– Не кто-то, а этот прокурорский сынок, – выдала ба с так и не утихшим гневом – с которым ты чуть было не связала свою жизнь!

Он оказался внебрачным сыном того самого прокурора на которого якобы напал мой папа.

– А до этого твоя мама, – продолжила она и даже повертела головой, ища что-то. – Мерзкая и подлая семейка!

Способ бабушки, которым она оградила меня от Краснова, до сих пор поражал воображение. Не только мое, но и дяди Андрея. Он очень долгое время отказывался общаться с ней дальше «привет, как дела?»

– Вот уж точно – от осинки не родятся апельсинки!

Она считай подставила внука ради своей интуиции и романтических представлений.

Хорошо, что ничего не вышло, и регистраторша оказалась не из болтливых.

Но ба продолжает утверждать, что это не она и всё тут!

– Насчет завтрашней поездки…

Я засобиралась в ванную, осознав, что снова-здорово началось!

– Я тебя прошу не поднимай эту тему – попросила я, сложив плед и убрав его в шкаф. – Ни ты, ни папа не желаете уступать друг другу, а я не собираюсь ни мирить вас, ни быть третейским судьей.

Они взрослые люди и у них мнение, как говорит Люсьен. А у меня вся эта ситуация уже в печенках сидит!

Боже мой!

Я полностью пропиталась мыслями своих домочадцев! Скоро начну дребезжать на Сашкином языке. Я уже понимаю, чего он хочет и что именно имеет в виду!
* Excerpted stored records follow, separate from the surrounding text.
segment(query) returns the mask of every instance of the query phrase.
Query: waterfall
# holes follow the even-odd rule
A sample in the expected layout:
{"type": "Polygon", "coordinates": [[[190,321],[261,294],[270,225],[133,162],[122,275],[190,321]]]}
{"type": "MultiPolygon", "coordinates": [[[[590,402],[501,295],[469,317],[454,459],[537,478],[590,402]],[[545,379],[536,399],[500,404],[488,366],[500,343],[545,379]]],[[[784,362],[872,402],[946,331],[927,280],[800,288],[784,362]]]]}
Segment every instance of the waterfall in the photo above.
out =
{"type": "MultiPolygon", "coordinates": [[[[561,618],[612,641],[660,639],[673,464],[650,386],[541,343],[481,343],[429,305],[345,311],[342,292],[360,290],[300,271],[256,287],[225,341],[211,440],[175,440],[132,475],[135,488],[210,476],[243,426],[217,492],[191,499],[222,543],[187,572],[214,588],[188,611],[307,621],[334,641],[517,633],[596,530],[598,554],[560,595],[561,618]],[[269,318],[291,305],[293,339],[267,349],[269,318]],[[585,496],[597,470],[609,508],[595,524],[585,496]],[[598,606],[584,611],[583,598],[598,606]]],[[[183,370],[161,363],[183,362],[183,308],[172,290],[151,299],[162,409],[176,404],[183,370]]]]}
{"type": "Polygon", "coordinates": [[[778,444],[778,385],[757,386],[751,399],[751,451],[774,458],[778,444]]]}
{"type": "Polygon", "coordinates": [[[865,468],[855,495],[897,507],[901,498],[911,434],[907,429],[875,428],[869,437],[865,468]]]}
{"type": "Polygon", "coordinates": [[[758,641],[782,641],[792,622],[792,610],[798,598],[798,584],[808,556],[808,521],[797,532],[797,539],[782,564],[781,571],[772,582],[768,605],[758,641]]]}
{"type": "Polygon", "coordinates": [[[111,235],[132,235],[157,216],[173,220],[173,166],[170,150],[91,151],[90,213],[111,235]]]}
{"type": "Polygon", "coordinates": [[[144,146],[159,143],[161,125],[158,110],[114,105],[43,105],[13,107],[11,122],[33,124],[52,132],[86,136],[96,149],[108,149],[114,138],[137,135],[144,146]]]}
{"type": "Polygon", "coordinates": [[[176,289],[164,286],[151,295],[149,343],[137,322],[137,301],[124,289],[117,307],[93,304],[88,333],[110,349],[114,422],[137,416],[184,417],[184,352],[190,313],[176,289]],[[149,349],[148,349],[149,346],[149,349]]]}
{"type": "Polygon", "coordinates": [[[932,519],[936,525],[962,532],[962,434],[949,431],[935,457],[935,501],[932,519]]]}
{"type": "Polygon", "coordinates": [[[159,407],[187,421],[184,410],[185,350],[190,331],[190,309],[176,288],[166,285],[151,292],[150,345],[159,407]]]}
– Постой, Ида, – остановила ба, взяв меня за руку. – Я не прошу тебя об этом, а предлагаю тебе подумать об общении с родней Алекса с другой стороны.

Я даже рот открыла в ответ. Совершенно по-глупому надо сказать. Просто удивительно слышать подобное от гордой и независимой ба. Если дело касается семьи Элджеронов, то ба просто-напросто перестает замечать их многочисленные изъяны.

– У Николаса есть отец, и он не сделал тебе ничего плохого.

– Ты предлагаешь напроситься к нему в родственники? – спросила я, приподняв брови от пришедшей на ум догадки. – Он не дал знать о себе до сих пор.

Объяснение тут очень даже просто – это не было так уж и нужно ему.

– Он может не знать о нем до сих пор.

Ба права – с родственников Николаса сталось бы не рассказать ему об этом. Но все равно это было как-то чересчур.

– Бабуль, ты предлагаешь написать ему письмо?

Я хочу свернуть этот разговор, потому что мне становится больно думать об этом.

Прошло столько лет, а я все никак не могу смириться с тем, что произошло. Каждый новый год, день рождения и при любом удобном даже глупом случае загадываю одно и тоже желание «пусть он будет жив!»

Нелепо? По-детски? Ну и пусть! Я хочу этого всеми фибрами души!

Сейчас же мне больно потому что я чувствую, как невыносимо будет смотреть на то, как Саньку держит отец Николаса; как я стану смотреть на них двоих и увижу знакомые черты; как в один прекрасный момент поймаю себе на мысли, что тот самый человек не увидит и не научит сына тому, что умел один только он.

– Твое право не желать общаться с ними, – проговорила ба, крепко сжав палку. – Но ты не можешь не признать то, что Алекс должен общаться с бабушками и дедушками.

Что-то все-таки уложилось в голове прабабушки. Жаль, что на это понадобились годы.

– Делать шаг первой и признавать ошибки кому бы они не принадлежали, – сказала ба, как будто бы прочитав мои мысли. – Это и значит быть взрослой.

– Ба, я подумаю об этом, – пообещала я совсем не уверенная в этом, но тут же потребовала. – Прошу не предпринимать ничего, не получив мой однозначный ответ по этому вопросу.

– Научилась! – проворчала Аделаида Георгиевна, но в противовес этому ее глаза просияли. – На мою голову!

Три курса МГИМО научили меня кое-чему. Хотя, теперь я была совсем не уверена, что мне нужно это. Не потому, что не хотела учиться в универе мечты, а потому что понимала, что после всего случившегося карьера дипломата закрыта для меня.